Celibacy in This Generation

I’m not writing this to gain empathy or seek advice, but simply because I want to know if there are other people who have had similar experiences and eventually found the love they deserve. I’ve been a lover girl my entire life—I love love—but I have never gotten the love I want. Money has never been a deciding factor in my relationships because I am fully independent and never cared about a man’s money. In fact, I don’t even know what it feels like to receive money from a boyfriend because my luck always lands me with guys who have no business giving a woman money. As a teenager, my dad provided all my needs, and as an adult, I provide for myself. So, I have always dated with my heart. One of the saddest things I experience is that I get approached a lot for h00kups. I’m naturally curvy and also an active gym girl, so I have a very pronounced shape. I don’t lack toasters, but they always come for the wrong reasons.

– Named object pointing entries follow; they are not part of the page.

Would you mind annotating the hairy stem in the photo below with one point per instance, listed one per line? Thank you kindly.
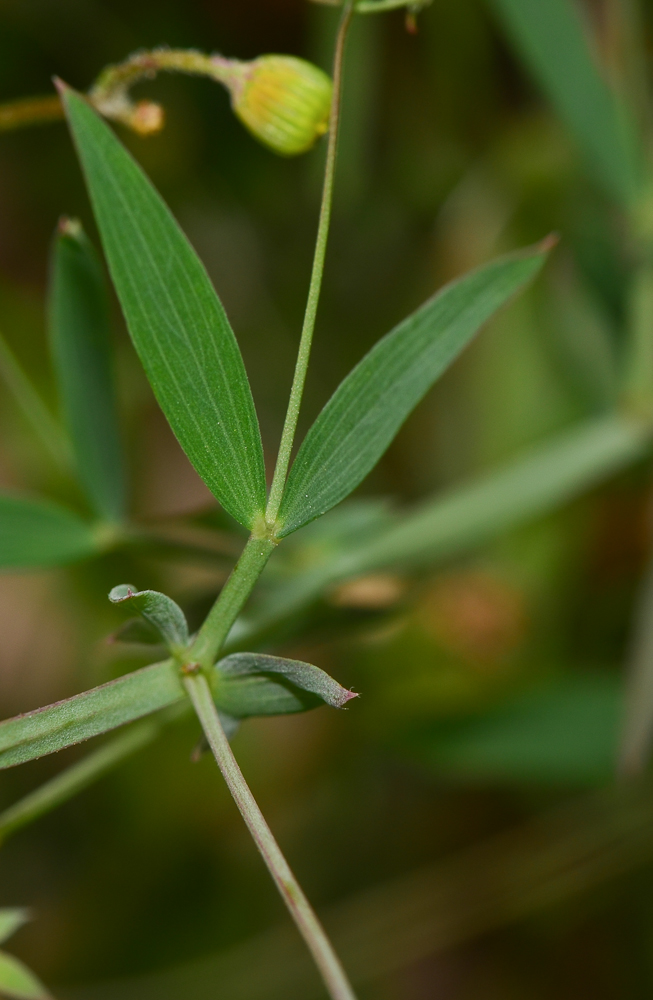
(303, 355)
(230, 601)
(300, 909)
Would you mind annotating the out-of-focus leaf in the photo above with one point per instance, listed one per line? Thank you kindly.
(40, 533)
(247, 684)
(54, 727)
(136, 630)
(553, 41)
(75, 779)
(17, 982)
(370, 405)
(158, 609)
(557, 856)
(637, 723)
(10, 920)
(176, 320)
(33, 408)
(564, 733)
(81, 350)
(467, 516)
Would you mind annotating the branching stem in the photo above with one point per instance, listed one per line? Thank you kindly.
(300, 909)
(303, 355)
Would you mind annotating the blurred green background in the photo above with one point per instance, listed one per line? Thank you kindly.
(459, 825)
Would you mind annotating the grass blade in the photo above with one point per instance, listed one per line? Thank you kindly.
(370, 405)
(553, 42)
(176, 320)
(75, 779)
(79, 339)
(40, 533)
(459, 519)
(65, 723)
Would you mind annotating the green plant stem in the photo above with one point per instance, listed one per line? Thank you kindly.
(300, 909)
(77, 777)
(34, 408)
(303, 354)
(30, 111)
(230, 601)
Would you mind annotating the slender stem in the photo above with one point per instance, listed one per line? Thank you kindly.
(34, 408)
(30, 111)
(300, 909)
(637, 727)
(303, 355)
(230, 601)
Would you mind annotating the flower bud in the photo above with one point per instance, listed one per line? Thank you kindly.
(284, 101)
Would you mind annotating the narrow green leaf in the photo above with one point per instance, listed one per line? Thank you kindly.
(158, 609)
(54, 727)
(553, 41)
(40, 533)
(81, 350)
(17, 982)
(247, 684)
(10, 920)
(464, 517)
(368, 408)
(75, 779)
(545, 477)
(176, 320)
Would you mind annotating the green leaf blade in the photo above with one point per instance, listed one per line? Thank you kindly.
(37, 533)
(158, 609)
(553, 41)
(91, 713)
(176, 320)
(368, 408)
(81, 350)
(17, 982)
(250, 684)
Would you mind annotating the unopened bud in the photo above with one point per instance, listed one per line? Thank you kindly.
(284, 101)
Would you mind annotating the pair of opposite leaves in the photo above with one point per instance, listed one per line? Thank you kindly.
(193, 363)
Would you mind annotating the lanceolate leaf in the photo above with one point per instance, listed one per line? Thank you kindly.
(249, 684)
(177, 323)
(158, 609)
(17, 982)
(368, 408)
(79, 337)
(38, 533)
(553, 41)
(49, 729)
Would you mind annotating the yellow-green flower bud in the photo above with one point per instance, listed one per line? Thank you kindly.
(284, 101)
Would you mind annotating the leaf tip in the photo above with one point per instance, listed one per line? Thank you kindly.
(122, 593)
(346, 696)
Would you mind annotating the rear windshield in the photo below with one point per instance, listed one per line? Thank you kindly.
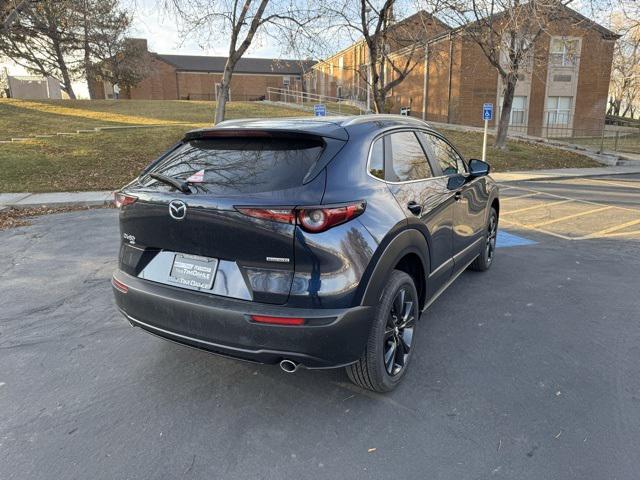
(238, 165)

I dress cute and clean but never seductively, so I don’t know why they always assume I’m into hookups. Self-love and self-respect are things I have in large quantities, so I don’t condone bad behavior. In November 2023, I prayed to God about this and felt a strong desire to become celibate. I figured that would help me weed out people with the wrong intentions, so I did. Early in 2024, I tried dating, but once I mentioned celibacy, they vanished. So, at some point, I stopped trying and started focusing on myself and God. I spent my entire 2024 single and abstaining. I’m super proud of myself, but it just dawned on me that I might also end 2025 single. I can’t bring myself to start having sex just because I want a partner. I don’t just want a boyfriend—I want real and genuine commitment, which seems impossible in this generation. Has anyone else experienced this and still found their soulmate in the end?